When agents use it: When you ask about a paper's structure or sections.

Returns:

• success: bool

• structure: dict with paper metadata and sections list

6. get_document_section(filename: str, ...)

What it does: Retrieves a specific section of a document.

Parameters (use one of):

• chunk_index: int - Get specific chunk by index

• header_path: str - Get section by header path (e.g., "Introduction")

• page_start / page_end: int - Get chunks in page range

When agents use it: When asked "show me the Introduction section" or "get page 5-10".

Returns:

• success: bool

• paper_id: int

• num_chunks: int

• chunks: list of full chunk content

7. generate_embeddings(filename: str, model_name: str = "mlx-community/Qwen3-Embedding-0.6B")

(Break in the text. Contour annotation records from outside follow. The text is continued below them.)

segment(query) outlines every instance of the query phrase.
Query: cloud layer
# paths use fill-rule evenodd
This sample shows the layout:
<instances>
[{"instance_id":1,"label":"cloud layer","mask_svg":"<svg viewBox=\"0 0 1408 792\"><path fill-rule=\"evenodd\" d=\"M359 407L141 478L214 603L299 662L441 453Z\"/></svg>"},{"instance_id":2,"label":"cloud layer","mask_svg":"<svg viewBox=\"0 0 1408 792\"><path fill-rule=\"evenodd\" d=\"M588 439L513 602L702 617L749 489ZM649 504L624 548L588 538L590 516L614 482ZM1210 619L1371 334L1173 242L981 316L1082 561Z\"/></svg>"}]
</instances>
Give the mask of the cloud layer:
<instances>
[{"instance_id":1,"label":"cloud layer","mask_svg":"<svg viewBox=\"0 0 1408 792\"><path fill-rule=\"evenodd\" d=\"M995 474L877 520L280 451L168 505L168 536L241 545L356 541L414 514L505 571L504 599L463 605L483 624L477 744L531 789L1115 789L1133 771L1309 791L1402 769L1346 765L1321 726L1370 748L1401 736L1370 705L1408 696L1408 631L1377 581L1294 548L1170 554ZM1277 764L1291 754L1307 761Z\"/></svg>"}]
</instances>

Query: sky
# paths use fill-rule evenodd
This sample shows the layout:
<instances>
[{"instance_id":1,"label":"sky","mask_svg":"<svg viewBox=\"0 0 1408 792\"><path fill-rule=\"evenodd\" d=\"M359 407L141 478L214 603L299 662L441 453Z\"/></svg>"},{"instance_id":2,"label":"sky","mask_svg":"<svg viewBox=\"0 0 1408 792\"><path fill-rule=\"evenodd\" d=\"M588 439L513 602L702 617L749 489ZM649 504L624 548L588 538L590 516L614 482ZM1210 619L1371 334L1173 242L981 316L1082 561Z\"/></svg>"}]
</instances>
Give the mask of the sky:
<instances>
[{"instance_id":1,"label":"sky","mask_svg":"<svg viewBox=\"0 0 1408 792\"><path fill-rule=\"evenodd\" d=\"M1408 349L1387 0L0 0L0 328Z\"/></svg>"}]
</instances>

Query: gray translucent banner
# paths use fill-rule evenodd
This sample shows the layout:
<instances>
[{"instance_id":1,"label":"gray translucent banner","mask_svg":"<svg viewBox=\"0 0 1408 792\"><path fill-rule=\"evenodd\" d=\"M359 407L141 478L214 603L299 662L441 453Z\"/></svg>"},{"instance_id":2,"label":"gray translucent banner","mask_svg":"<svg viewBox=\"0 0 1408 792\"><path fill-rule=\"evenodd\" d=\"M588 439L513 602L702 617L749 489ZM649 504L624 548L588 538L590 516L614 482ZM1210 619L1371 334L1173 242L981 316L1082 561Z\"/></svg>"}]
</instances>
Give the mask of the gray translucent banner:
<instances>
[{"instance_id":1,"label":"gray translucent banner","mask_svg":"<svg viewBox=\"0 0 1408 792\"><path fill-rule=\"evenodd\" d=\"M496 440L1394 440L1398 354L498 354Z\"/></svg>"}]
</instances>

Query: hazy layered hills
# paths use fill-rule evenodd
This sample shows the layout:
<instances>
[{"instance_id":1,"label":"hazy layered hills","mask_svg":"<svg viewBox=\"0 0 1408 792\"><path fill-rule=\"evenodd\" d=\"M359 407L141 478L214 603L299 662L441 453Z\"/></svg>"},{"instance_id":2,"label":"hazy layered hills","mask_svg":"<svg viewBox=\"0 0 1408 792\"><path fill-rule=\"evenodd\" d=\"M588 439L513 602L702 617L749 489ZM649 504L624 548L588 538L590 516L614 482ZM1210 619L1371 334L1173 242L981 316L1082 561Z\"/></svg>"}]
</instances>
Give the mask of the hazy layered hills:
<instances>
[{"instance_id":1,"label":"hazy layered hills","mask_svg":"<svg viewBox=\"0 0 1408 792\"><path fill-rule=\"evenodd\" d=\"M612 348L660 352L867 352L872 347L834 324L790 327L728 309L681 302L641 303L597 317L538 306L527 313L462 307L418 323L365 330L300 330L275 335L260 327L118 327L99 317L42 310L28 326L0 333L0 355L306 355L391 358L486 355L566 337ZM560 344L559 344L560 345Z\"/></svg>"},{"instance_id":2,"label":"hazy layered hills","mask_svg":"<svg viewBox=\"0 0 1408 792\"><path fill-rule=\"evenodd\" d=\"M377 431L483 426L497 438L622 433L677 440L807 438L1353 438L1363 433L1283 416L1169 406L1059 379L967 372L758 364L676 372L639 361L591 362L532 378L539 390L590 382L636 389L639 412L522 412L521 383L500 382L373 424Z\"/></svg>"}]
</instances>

What it does: Generates semantic embeddings for all chunks in a paper and adds them to the FAISS vector index.

When agents use it: Agents automatically use this before semantic search.

Example agent workflow:

User: "Make this paper searchable"
Agent:
  1. Calls index_pdf() - indexes the paper
  2. Calls generate_embeddings() - makes it searchable
  3. Paper is now ready for semantic search

Returns:

• success: bool

• paper_id: int

• num_embeddings: int

• embedding_dim: int (1024 for Qwen3-Embedding-0.6B)

• model_name: str

8. search_research_papers(query: str, k: int = 5, context_window: int = 1, model_name: str = "mlx-community/Qwen3-Embedding-0.6B")

What it does: Semantically searches all indexed papers using embeddings and returns the most relevant chunks.

Parameters:

• query: Search query text

• k: Number of top results (default: 5)

• context_window: Number of neighboring chunks to include (default: 1)

• model_name: Embedding model (default: Qwen3-Embedding-0.6B)

When agents use it: When asked questions like "find papers about transformers" or "search for attention mechanisms".

Example agent workflow:

User: "What papers discuss attention mechanisms?"
Agent:
  1. Discovers search_research_papers tool
  2. Calls: search_research_papers("attention mechanisms", k=5)
  3. Gets relevant chunks with context
  4. Synthesizes answer from results

Returns:

• success: bool

• query: str (original query)

• num_results: int

• results: list of result dictionaries with:

  • chunk_id, paper_id, filename, title

  • text: Full chunk text

  • header_path: Section location

  • page_start, page_end: Page numbers

  • distance: Similarity score (lower = more similar)

  • is_context: bool (true if context chunk, not direct match)

How Agents Use These Tools

Autonomous Tool Discovery

When you connect this MCP server, agents automatically discover all 8 tools. Each tool has:

• Name: What the tool is called

• Description: What the tool does (agents read this!)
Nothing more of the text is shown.